First American Moves to Freeze $1.6m over Reverse Mortgage Fraud Claims
Why It Matters
The dispute underscores how undisclosed regulatory violations can jeopardize payment streams and expose major lenders to financial risk, prompting tighter vendor due‑diligence across the mortgage industry.
Key Takeaways
- •First American seeks $1.63M freeze on Novad’s accounts.
- •Novad allegedly hid CFPB ban and HUD settlement from partner.
- •Unpaid invoices accrued interest at 1.5% monthly.
- •Case highlights vendor due‑diligence risks in mortgage servicing.
- •Arbitration demand follows emergency freeze request.
Pulse Analysis
The reverse‑mortgage market has attracted heightened scrutiny from regulators after a series of consumer complaints about deceptive servicing practices. The CFPB’s 2024 consent decree against Novad Management Consulting, which imposed a permanent ban on the firm’s participation in reverse‑mortgage loans, reflects a broader push to enforce transparency and protect senior homeowners. Such enforcement actions signal that lenders must monitor not only their own compliance but also that of every third‑party service provider linked to federally backed housing programs.
In the First American case, the alleged concealment of the CFPB ban and a subsequent HUD settlement created a cascade of financial and operational challenges. By relying on Novad’s assurances, First American delayed collection efforts and entered tolling agreements that extended into late 2025, allowing interest to compound at a steep 1.5 % per month. The emergency motion to freeze Novad’s Truist Bank accounts illustrates how quickly unresolved vendor disputes can evolve into litigation, forcing lenders to seek court intervention to protect assets and preserve cash flow.

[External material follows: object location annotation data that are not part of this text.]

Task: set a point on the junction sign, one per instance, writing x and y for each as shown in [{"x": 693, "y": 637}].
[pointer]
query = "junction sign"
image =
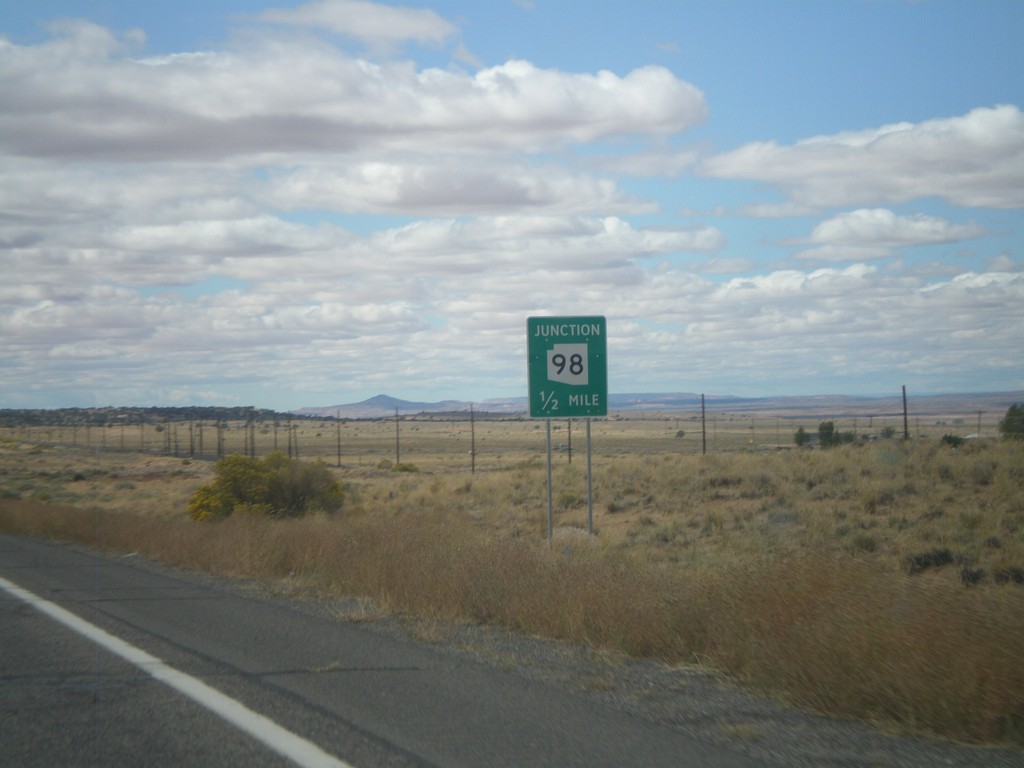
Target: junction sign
[{"x": 568, "y": 376}]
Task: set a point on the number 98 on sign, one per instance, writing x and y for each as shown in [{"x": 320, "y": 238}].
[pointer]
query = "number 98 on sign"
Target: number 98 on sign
[{"x": 567, "y": 367}]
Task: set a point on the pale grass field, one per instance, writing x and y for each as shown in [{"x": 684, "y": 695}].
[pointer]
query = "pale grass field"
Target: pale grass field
[{"x": 877, "y": 581}]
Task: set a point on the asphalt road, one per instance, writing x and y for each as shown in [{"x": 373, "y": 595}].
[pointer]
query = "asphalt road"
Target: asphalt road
[{"x": 360, "y": 696}]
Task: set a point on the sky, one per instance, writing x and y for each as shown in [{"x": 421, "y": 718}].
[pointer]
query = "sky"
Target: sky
[{"x": 305, "y": 204}]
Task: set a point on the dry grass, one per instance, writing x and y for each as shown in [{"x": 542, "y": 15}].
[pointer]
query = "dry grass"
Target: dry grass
[{"x": 875, "y": 581}]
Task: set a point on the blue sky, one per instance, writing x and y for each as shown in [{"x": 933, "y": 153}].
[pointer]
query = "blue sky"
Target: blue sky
[{"x": 307, "y": 204}]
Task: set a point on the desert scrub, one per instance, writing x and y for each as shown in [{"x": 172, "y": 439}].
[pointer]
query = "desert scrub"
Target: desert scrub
[
  {"x": 774, "y": 567},
  {"x": 274, "y": 485}
]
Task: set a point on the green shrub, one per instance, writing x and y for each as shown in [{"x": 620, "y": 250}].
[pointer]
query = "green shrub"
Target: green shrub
[{"x": 275, "y": 485}]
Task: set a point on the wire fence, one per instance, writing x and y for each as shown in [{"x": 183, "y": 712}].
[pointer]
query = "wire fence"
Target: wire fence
[{"x": 468, "y": 441}]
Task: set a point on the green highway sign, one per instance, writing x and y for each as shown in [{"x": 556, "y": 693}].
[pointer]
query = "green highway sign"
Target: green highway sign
[{"x": 568, "y": 368}]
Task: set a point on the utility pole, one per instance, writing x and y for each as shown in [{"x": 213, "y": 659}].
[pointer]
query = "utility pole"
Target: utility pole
[{"x": 906, "y": 426}]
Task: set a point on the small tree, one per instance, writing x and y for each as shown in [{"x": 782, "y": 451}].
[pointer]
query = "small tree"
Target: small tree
[
  {"x": 278, "y": 486},
  {"x": 1012, "y": 425},
  {"x": 802, "y": 437}
]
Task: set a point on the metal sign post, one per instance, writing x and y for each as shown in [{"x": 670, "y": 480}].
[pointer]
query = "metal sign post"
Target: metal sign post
[{"x": 568, "y": 378}]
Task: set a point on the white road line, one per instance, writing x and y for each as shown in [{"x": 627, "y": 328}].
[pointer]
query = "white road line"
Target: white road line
[{"x": 283, "y": 741}]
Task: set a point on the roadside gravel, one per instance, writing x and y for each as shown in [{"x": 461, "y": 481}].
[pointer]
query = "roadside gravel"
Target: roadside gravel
[{"x": 689, "y": 698}]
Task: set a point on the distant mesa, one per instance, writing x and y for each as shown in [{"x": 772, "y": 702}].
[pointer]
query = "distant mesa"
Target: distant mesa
[{"x": 836, "y": 406}]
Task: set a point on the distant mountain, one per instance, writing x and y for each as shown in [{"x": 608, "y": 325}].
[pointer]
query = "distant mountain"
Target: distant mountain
[
  {"x": 835, "y": 406},
  {"x": 384, "y": 404}
]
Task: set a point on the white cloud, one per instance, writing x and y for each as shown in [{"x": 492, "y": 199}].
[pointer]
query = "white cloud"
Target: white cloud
[
  {"x": 883, "y": 227},
  {"x": 875, "y": 232},
  {"x": 371, "y": 23},
  {"x": 975, "y": 160},
  {"x": 76, "y": 99}
]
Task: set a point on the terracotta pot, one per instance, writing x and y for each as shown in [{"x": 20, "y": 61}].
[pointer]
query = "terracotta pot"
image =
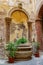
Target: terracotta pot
[
  {"x": 11, "y": 60},
  {"x": 36, "y": 54}
]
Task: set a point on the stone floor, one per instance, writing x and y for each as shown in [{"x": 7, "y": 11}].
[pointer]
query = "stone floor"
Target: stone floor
[{"x": 33, "y": 61}]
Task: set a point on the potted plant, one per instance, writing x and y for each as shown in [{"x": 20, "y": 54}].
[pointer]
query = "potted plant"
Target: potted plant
[
  {"x": 12, "y": 48},
  {"x": 22, "y": 40},
  {"x": 36, "y": 47}
]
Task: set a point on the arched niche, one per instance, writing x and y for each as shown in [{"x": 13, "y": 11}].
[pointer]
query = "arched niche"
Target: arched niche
[
  {"x": 19, "y": 24},
  {"x": 39, "y": 27}
]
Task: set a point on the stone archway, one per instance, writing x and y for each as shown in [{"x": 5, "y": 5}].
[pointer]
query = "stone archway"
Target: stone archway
[
  {"x": 39, "y": 27},
  {"x": 26, "y": 19}
]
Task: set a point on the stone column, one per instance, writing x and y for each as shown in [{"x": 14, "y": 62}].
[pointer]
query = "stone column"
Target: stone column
[
  {"x": 39, "y": 32},
  {"x": 8, "y": 22}
]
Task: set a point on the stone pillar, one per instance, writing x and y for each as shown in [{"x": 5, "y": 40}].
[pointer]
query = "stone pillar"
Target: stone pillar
[
  {"x": 8, "y": 22},
  {"x": 39, "y": 32}
]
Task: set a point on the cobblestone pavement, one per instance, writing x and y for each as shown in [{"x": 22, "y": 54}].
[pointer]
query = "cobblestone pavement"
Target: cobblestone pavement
[{"x": 33, "y": 61}]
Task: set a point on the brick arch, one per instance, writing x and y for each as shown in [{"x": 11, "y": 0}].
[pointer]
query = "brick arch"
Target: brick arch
[
  {"x": 38, "y": 9},
  {"x": 20, "y": 9},
  {"x": 39, "y": 27}
]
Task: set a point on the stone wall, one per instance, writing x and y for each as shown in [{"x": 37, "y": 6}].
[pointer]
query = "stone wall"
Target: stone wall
[{"x": 2, "y": 37}]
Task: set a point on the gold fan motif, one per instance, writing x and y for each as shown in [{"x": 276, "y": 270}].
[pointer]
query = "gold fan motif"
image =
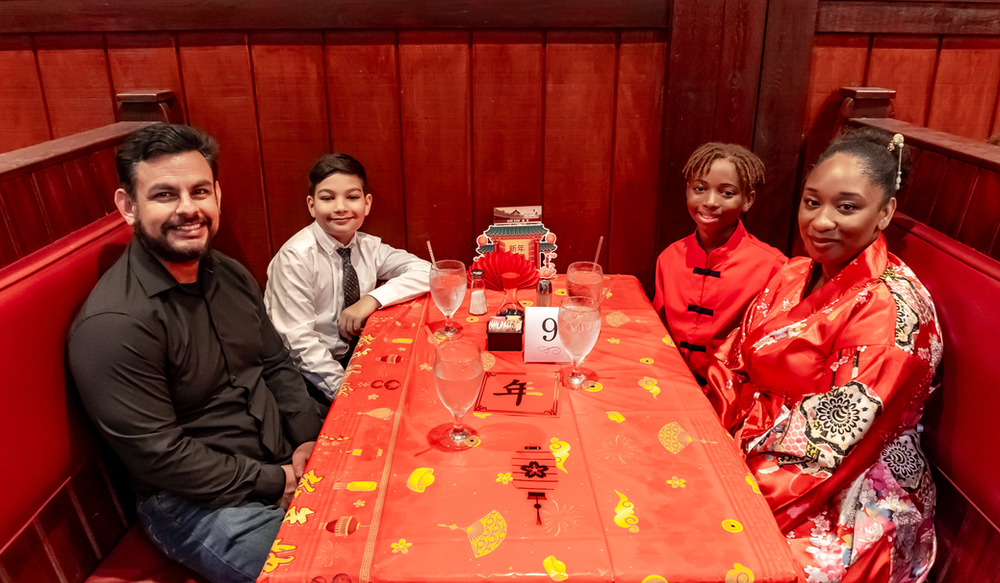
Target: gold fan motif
[
  {"x": 486, "y": 534},
  {"x": 675, "y": 438}
]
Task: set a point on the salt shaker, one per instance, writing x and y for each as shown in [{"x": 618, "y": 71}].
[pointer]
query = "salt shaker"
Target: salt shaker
[
  {"x": 543, "y": 295},
  {"x": 477, "y": 303}
]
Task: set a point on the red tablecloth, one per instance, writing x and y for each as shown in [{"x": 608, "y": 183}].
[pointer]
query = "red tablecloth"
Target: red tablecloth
[{"x": 651, "y": 488}]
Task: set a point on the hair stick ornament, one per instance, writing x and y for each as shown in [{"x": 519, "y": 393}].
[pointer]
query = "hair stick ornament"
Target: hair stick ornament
[
  {"x": 897, "y": 142},
  {"x": 600, "y": 243}
]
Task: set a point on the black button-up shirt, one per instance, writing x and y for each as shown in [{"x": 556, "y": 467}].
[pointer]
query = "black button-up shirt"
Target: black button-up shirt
[{"x": 190, "y": 384}]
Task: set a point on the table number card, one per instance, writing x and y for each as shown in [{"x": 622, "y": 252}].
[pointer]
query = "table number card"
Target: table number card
[{"x": 541, "y": 336}]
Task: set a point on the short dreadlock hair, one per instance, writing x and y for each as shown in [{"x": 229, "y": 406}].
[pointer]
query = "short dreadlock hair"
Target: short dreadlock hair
[{"x": 748, "y": 166}]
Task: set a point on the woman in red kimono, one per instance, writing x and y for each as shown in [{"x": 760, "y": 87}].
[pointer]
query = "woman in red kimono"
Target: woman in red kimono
[{"x": 824, "y": 382}]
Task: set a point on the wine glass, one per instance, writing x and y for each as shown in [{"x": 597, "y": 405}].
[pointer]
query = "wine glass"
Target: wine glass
[
  {"x": 458, "y": 375},
  {"x": 448, "y": 290},
  {"x": 579, "y": 327},
  {"x": 585, "y": 279}
]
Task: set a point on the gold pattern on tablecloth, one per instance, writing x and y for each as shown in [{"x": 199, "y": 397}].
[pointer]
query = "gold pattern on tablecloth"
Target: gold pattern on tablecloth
[
  {"x": 676, "y": 482},
  {"x": 559, "y": 518},
  {"x": 278, "y": 556},
  {"x": 401, "y": 547},
  {"x": 649, "y": 383},
  {"x": 420, "y": 479},
  {"x": 739, "y": 574},
  {"x": 675, "y": 438},
  {"x": 560, "y": 449},
  {"x": 555, "y": 568},
  {"x": 625, "y": 513},
  {"x": 616, "y": 319},
  {"x": 486, "y": 534}
]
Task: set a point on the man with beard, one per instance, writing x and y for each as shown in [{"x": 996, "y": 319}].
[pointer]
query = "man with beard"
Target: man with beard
[{"x": 182, "y": 373}]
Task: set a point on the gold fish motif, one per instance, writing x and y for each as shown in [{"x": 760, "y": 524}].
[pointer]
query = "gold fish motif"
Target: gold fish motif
[
  {"x": 555, "y": 568},
  {"x": 625, "y": 513},
  {"x": 560, "y": 449}
]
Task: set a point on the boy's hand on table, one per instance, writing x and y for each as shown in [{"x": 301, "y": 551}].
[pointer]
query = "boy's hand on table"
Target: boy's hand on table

For mortgage professionals, the dispute serves as a cautionary tale about the importance of rigorous counter‑party vetting. Contracts should include mandatory disclosure clauses for regulatory actions and escrow mechanisms to mitigate payment risk. As the industry continues to consolidate and outsource more servicing functions, firms that embed robust compliance monitoring into their vendor‑management frameworks will be better positioned to avoid similar costly surprises and maintain confidence among investors and regulators alike.